Il settore biotech sta vivendo un momento di grande attenzione a livello nazionale e internazionale. Paesi come Stati Uniti e Cina hanno già da tempo riconosciuto il valore strategico delle biotecnologie per la crescita sostenibile economica, la competitività industriale, l’autonomia tecnologica.

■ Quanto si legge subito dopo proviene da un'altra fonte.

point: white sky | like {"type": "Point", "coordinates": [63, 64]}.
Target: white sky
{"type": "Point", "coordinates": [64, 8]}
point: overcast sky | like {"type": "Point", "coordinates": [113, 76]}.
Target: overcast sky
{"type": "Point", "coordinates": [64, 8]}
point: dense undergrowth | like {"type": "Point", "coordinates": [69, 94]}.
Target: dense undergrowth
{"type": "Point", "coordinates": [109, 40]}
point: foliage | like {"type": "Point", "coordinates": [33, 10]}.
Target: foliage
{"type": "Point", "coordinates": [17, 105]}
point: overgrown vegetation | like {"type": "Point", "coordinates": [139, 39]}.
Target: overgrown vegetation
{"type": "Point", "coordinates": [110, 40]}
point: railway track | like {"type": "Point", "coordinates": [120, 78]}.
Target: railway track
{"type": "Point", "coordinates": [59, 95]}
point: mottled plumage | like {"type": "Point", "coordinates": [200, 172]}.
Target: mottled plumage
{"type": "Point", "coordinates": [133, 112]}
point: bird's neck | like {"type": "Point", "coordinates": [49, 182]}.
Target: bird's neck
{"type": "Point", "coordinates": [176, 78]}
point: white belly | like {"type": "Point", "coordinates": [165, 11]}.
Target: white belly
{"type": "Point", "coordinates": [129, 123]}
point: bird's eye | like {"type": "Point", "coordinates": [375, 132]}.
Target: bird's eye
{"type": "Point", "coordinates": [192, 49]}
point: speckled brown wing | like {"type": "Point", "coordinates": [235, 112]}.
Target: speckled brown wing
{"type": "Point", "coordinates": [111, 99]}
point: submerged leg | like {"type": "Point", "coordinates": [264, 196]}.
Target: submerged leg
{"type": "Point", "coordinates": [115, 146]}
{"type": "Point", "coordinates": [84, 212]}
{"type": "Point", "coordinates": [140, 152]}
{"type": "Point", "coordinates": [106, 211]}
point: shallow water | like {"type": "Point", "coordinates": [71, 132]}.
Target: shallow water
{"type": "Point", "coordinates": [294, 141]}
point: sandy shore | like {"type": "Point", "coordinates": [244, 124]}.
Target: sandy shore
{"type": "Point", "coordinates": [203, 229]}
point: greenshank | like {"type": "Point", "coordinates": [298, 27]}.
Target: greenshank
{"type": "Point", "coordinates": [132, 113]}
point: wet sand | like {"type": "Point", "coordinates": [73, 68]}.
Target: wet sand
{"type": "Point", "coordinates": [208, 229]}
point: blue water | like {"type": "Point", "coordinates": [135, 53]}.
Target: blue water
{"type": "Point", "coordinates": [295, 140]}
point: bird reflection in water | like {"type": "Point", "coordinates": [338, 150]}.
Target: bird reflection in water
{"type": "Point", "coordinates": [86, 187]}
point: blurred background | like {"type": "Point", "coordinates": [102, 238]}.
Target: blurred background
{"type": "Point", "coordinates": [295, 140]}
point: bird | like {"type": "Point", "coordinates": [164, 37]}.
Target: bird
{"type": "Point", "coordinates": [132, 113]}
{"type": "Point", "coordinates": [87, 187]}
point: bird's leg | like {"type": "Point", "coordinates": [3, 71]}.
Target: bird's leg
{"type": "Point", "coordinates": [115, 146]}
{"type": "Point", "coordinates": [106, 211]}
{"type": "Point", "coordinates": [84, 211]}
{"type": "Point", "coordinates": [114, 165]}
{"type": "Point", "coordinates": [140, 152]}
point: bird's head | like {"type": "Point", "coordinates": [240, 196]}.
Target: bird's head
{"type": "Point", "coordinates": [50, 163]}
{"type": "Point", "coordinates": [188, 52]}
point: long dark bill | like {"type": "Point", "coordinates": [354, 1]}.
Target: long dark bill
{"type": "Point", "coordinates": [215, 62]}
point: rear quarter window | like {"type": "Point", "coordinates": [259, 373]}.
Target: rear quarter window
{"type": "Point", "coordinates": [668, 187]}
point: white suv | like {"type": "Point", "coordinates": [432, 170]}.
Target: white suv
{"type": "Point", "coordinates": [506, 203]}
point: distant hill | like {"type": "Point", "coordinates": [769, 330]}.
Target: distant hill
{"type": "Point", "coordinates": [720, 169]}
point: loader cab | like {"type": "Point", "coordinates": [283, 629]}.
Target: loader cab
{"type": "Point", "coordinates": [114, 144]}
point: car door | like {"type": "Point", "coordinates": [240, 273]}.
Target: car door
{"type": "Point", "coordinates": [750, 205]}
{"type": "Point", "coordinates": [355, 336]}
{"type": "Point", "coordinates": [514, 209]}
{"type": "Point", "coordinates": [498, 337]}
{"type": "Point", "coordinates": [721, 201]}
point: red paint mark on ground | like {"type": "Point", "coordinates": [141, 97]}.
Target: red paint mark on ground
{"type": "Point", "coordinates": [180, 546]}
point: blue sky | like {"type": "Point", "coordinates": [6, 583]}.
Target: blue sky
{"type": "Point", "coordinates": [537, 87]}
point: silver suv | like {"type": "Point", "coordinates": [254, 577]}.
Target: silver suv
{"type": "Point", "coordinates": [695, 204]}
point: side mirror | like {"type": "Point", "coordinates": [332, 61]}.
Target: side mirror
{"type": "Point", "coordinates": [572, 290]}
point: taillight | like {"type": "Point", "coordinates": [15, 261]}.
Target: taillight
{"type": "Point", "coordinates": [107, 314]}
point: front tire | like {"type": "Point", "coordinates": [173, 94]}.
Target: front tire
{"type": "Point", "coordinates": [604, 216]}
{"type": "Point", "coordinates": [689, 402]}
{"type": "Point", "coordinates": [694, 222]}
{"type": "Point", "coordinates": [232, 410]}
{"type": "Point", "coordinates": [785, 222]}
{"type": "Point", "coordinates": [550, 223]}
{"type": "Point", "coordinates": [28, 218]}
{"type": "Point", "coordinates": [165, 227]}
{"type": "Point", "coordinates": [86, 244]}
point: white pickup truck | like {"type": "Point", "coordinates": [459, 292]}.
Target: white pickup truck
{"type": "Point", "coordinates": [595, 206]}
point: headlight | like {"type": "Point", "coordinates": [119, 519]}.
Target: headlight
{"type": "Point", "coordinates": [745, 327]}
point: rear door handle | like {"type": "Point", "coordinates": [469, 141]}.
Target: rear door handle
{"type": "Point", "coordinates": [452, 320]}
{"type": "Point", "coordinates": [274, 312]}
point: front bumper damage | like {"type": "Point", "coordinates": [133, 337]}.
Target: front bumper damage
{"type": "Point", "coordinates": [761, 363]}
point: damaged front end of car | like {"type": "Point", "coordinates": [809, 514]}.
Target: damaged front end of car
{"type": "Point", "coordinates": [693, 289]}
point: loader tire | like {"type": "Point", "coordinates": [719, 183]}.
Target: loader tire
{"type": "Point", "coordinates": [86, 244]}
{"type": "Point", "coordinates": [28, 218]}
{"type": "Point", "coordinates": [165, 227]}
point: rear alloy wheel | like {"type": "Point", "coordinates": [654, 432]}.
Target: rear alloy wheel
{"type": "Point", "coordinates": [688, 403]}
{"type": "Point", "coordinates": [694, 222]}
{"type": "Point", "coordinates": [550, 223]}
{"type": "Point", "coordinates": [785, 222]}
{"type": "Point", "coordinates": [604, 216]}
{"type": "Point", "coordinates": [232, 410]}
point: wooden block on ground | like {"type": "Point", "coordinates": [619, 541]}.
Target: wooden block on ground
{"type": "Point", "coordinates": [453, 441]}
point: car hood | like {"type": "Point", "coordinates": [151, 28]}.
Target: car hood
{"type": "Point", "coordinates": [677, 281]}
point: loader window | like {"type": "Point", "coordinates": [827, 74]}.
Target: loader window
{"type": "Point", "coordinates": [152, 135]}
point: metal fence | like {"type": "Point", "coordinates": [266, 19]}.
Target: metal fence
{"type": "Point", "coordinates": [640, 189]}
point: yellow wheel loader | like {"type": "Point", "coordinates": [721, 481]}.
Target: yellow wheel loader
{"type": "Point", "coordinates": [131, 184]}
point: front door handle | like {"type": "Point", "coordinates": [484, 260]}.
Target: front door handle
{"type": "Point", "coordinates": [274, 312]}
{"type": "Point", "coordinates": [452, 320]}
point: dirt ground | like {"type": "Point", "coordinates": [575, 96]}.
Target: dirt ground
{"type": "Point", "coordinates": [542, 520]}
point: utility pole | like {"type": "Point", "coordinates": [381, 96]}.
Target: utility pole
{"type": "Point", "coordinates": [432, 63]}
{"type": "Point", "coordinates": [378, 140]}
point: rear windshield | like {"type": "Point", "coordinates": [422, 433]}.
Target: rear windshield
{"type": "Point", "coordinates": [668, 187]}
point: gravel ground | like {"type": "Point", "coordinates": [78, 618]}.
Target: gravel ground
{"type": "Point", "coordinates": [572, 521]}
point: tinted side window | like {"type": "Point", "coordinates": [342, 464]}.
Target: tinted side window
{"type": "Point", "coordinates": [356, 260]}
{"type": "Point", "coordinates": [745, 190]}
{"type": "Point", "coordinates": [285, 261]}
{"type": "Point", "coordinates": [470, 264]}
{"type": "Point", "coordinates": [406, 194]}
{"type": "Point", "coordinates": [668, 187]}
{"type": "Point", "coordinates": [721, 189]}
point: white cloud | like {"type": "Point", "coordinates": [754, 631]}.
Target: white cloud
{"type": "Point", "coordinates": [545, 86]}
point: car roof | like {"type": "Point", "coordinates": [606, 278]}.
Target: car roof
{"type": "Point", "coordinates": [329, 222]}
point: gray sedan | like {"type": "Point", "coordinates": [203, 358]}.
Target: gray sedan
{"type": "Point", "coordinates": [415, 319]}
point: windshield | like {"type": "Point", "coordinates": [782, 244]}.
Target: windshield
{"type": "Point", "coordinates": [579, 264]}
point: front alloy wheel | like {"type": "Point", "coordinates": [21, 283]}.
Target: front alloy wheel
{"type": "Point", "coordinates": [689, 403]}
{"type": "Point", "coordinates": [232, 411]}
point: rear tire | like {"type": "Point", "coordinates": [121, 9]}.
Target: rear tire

Da un paio di anni anche l’Europa ha avviato un percorso per rafforzare all’interno del Vecchio Continente il comparto: prima con il Programma STEP, poi con la comunicazione della Commissione Europea “Building the Future with Nature: boosting biotechnology and biomanufacturing in the EU”, dove si afferma che “le biotecnologie ed il biomanufacturing sono uno dei settori tecnologici più promettenti di questo secolo”.

Indice degli argomenti
European Biotech Act, che cos’è
Oggi la Commissione europea è al lavoro sull’European Biotech Act, una proposta legislativa che ha l’obiettivo di creare un quadro normativo omogeneo e abilitante per lo sviluppo delle biotecnologie nei settori chiave della sanità, dell’agricoltura, dell’industria e della bioeconomia.
La finalizzazione del documento è attesa per la fine del 2025.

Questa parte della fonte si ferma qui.